Figure 6 shows the effect of isoquercetin prepared from isoquercetin according to the present invention in preventing potato soft rot. Specifically, Comparative Example 1, the negative control, was untreated, Comparative Example 2, the positive control, was treated with only the soft rot bacterial solution, and in the Example, a coating solution containing 0.05% isoquercetin was applied to the potato specimen. When treated, the cross-sectional state of the dried potato specimen was photographed. As shown in Figure 6, it was confirmed that the occurrence of soft rot in Example (treated with coating solution containing isoquercetin) was reduced by more than 50% compared to Comparative Example 1 and Comparative Example 2 (positive control) treated only with soft rot bacterial solution.

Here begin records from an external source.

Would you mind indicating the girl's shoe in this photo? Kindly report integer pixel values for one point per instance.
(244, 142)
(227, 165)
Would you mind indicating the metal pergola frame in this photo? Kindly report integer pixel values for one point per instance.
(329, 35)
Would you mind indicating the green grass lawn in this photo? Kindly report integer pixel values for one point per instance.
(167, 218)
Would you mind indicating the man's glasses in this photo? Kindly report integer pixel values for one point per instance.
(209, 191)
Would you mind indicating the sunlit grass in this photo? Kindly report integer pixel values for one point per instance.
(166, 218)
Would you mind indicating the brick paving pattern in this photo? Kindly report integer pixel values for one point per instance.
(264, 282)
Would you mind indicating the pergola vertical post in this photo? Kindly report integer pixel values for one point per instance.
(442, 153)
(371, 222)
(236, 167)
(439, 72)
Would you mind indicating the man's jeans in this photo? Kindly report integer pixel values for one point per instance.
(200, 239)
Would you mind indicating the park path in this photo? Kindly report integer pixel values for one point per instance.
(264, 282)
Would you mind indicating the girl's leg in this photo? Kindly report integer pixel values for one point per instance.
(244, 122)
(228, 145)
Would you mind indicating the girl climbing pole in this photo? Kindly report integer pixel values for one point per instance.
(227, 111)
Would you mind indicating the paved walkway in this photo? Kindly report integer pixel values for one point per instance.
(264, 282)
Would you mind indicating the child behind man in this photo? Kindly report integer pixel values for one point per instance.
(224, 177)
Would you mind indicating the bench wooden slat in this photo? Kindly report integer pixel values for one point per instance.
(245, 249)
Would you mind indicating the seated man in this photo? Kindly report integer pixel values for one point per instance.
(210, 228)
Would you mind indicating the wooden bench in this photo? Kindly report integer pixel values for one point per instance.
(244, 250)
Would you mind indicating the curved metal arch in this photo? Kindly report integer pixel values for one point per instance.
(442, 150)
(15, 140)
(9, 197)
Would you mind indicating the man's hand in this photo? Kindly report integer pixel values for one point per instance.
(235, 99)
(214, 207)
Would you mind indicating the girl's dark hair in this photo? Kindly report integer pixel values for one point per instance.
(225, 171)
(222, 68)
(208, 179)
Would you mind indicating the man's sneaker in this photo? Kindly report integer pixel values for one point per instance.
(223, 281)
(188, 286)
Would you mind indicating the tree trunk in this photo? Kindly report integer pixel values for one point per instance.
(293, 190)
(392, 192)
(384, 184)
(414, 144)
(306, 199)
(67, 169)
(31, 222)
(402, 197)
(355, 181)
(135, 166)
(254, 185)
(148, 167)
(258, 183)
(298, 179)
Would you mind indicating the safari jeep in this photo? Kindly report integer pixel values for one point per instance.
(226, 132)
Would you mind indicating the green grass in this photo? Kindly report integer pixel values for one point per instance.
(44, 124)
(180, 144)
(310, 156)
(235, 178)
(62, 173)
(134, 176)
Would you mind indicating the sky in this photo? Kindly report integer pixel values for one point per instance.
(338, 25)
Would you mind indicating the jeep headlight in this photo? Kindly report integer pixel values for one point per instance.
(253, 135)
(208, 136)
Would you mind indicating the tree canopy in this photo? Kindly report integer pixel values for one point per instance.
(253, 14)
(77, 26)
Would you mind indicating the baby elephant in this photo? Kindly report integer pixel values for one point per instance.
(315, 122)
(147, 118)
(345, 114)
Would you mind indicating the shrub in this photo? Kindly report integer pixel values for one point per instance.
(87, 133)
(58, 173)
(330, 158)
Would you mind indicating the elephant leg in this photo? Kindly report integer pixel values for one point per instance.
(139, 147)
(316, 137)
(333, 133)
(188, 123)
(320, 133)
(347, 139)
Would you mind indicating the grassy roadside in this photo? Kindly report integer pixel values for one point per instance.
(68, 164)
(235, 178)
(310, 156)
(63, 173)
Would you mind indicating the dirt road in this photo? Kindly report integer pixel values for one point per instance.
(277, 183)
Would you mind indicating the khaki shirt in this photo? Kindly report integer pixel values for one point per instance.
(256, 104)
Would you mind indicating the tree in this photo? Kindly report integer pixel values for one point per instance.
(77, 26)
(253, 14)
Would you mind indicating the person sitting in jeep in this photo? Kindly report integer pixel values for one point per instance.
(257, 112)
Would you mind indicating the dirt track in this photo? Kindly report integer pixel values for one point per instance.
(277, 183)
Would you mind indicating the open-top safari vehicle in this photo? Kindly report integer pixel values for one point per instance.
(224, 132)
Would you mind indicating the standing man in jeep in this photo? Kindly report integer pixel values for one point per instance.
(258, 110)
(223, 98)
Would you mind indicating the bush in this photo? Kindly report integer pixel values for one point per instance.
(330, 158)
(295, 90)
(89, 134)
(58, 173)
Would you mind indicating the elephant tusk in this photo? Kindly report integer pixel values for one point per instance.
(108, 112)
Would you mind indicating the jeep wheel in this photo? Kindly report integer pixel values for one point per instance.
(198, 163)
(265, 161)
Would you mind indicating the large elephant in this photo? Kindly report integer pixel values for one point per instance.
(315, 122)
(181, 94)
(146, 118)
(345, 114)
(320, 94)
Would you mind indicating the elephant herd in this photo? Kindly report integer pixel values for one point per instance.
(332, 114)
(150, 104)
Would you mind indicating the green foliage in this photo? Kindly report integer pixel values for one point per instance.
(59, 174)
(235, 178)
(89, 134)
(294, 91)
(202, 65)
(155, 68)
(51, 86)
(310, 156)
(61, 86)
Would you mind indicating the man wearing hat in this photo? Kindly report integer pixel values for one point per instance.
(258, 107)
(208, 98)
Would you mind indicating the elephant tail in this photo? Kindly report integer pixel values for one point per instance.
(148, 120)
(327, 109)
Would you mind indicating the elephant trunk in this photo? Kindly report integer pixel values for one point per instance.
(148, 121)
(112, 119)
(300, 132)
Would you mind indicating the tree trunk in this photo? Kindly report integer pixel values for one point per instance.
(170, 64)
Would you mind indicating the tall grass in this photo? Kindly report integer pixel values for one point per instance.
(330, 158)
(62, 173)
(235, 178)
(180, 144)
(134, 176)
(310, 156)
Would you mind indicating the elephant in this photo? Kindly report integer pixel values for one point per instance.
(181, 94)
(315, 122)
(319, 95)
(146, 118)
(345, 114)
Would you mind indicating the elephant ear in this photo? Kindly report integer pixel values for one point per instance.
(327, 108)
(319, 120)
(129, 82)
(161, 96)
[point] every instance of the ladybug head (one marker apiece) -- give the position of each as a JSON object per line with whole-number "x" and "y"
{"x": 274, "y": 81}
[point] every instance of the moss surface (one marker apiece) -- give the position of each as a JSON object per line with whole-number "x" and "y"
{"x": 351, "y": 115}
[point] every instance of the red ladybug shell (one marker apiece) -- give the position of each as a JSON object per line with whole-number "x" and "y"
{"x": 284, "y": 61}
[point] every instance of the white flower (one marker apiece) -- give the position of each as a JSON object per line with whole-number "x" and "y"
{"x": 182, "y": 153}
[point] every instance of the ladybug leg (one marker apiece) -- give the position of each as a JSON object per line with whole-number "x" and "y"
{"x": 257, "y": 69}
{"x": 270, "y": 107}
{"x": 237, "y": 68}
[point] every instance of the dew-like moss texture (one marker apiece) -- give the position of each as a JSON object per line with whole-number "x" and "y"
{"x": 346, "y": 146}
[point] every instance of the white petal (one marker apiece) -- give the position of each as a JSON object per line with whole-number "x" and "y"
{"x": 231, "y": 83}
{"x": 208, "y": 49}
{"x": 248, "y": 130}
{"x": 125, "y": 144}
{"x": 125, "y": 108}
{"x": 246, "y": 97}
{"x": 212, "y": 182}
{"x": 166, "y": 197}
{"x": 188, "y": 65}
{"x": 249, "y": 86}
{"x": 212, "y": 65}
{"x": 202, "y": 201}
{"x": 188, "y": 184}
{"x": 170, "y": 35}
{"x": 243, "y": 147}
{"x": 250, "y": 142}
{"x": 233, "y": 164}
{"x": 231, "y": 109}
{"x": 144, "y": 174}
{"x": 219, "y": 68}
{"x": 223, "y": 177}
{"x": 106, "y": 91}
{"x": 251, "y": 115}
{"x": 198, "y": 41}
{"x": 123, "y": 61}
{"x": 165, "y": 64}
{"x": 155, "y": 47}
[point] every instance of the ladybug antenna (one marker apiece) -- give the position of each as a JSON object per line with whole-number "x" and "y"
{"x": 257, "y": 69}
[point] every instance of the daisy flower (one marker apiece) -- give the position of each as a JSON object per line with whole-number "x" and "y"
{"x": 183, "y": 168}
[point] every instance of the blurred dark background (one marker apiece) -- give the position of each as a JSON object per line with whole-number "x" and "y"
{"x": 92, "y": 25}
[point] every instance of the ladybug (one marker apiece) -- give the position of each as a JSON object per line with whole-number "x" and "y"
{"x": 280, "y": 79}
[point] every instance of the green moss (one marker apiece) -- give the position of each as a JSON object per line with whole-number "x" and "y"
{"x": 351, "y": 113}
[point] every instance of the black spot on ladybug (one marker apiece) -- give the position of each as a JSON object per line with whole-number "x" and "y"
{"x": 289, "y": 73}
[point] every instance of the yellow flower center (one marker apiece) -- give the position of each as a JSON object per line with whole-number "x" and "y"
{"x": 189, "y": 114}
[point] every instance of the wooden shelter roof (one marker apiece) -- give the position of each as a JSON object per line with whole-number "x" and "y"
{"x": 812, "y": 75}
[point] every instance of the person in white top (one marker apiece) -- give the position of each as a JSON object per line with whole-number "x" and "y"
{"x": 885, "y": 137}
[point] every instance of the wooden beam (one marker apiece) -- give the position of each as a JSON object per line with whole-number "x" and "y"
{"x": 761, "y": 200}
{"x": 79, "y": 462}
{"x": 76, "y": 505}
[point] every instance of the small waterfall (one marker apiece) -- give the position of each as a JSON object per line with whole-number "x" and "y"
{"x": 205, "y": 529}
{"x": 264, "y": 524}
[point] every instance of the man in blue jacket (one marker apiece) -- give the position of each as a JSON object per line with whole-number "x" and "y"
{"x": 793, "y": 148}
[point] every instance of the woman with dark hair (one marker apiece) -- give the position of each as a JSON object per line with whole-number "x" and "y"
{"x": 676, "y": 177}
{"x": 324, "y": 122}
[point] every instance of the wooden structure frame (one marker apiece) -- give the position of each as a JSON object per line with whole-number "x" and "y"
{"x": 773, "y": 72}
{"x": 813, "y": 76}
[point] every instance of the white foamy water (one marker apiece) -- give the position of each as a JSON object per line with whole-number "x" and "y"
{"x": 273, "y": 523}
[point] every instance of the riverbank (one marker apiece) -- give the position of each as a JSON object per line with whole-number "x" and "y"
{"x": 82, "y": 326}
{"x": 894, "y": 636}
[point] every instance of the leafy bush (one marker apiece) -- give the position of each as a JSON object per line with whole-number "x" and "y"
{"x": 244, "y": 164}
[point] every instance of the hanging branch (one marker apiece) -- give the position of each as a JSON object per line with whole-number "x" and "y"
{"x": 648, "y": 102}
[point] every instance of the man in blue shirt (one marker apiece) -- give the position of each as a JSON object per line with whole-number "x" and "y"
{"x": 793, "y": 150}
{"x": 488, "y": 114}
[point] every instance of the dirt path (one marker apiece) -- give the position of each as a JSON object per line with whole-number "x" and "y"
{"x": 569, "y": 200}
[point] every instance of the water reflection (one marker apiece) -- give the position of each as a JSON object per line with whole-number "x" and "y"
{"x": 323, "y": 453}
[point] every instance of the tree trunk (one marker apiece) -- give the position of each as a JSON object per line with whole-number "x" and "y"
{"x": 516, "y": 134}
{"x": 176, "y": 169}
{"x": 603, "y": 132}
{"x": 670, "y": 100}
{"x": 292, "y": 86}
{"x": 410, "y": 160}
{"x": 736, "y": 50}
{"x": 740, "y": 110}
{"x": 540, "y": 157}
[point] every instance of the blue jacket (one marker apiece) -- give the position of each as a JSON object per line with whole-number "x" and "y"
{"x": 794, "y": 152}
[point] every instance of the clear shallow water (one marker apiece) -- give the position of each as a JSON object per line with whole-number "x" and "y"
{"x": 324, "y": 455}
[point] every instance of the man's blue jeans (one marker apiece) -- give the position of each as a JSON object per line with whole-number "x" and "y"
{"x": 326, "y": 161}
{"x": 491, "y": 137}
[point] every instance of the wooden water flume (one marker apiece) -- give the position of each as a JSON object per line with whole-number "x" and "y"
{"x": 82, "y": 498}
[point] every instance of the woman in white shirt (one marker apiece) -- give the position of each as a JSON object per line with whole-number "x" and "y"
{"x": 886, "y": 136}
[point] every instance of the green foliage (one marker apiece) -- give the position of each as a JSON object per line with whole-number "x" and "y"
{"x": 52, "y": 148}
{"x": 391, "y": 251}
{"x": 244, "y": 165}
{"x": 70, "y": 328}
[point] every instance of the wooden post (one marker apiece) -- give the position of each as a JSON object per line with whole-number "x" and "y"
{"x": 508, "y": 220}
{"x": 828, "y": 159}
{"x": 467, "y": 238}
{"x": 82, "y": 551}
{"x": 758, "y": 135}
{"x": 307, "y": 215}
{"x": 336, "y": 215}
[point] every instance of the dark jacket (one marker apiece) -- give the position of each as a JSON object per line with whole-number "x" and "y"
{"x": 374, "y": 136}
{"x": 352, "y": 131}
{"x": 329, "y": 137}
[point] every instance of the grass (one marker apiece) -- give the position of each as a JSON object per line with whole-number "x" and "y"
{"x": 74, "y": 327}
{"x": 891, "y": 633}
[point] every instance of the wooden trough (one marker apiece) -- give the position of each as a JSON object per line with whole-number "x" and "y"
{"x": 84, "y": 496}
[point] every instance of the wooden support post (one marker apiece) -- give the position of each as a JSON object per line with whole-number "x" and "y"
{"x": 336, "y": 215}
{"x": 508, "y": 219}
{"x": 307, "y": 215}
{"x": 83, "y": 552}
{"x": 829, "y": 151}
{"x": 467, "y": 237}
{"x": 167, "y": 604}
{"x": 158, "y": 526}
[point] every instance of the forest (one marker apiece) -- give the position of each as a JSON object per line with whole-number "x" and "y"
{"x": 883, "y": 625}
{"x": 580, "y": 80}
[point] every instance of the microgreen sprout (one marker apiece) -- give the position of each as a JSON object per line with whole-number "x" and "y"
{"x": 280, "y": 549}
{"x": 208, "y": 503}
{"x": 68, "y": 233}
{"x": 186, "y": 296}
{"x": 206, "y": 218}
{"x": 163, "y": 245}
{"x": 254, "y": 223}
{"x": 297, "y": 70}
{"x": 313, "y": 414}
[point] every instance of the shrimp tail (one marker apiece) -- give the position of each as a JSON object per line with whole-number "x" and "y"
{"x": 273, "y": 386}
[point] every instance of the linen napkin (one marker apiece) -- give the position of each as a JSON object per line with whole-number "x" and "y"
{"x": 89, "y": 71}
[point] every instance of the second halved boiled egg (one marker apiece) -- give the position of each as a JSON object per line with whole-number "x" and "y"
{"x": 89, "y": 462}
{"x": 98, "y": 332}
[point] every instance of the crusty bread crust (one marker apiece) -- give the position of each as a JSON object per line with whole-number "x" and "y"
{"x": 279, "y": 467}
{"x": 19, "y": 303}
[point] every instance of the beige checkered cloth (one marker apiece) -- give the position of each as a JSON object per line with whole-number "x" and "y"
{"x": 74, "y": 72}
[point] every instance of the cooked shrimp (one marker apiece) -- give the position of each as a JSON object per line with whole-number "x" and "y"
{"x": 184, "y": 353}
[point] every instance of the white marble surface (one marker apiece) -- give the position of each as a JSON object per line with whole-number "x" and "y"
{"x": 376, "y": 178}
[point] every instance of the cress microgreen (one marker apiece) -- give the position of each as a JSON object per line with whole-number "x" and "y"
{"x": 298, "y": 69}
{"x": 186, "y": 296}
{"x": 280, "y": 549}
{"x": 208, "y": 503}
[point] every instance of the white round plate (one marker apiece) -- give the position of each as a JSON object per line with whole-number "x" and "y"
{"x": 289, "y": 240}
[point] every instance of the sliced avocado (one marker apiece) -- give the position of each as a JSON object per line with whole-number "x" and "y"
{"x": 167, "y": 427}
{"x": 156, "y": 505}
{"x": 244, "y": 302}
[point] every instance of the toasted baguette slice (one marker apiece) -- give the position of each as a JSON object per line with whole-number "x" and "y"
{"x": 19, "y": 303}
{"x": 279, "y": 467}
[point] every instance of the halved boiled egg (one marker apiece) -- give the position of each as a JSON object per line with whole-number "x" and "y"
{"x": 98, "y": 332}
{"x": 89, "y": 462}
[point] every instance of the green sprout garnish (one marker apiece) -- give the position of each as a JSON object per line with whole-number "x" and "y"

Although this specification has been described with reference to preferred embodiments of the present invention, those skilled in the art may make various modifications and changes to the present invention without departing from the spirit and scope of the present invention as set forth in the claims described below. It will be possible to implement it. Therefore, if the modified implementation basically includes the elements of the claims of the present invention, it should be considered to be included in the technical scope of the present invention.

Claims (5)

(A) cultivating a strain derived from food and capable of producing naringinase or rhamnosidase;
(B) obtaining a culture enzyme solution from the strain; and
(C) converting rutin into isoquercetin by enzymatically reacting rutin with the enzyme solution;
A method for producing isoquercetin, wherein the strain in step (A) includes Talaromyces funiculosus DSF-4 (KCTC15183BP) or Talaromyces verruculosus DSF-31 (KCTC15185BP). delete According to paragraph 1,
The step (B) includes the steps of cultivating the strain in an enzyme production medium to obtain a strain culture solution, filtering the strain culture solution to remove the strain, and obtaining the culture solution from which the strain has been removed as the culture enzyme solution. A method for producing isoquercetin, characterized in that. According to paragraph 3,
A method for producing isoquercetin, characterized in that the culture enzyme solution in step (B) is not purified. According to paragraph 1,
The step (C) is a process of mixing the rutin solution and the enzyme solution, stirring the mixed solution at 40 ℃ to 60 ℃ for enzyme reaction, and boiling the enzyme-reacted solution at 80 ℃ to 100 ℃ for enzyme reaction. A method for producing isoquercetin, comprising the steps of stopping and obtaining isoquercetin from the water-boiled solution.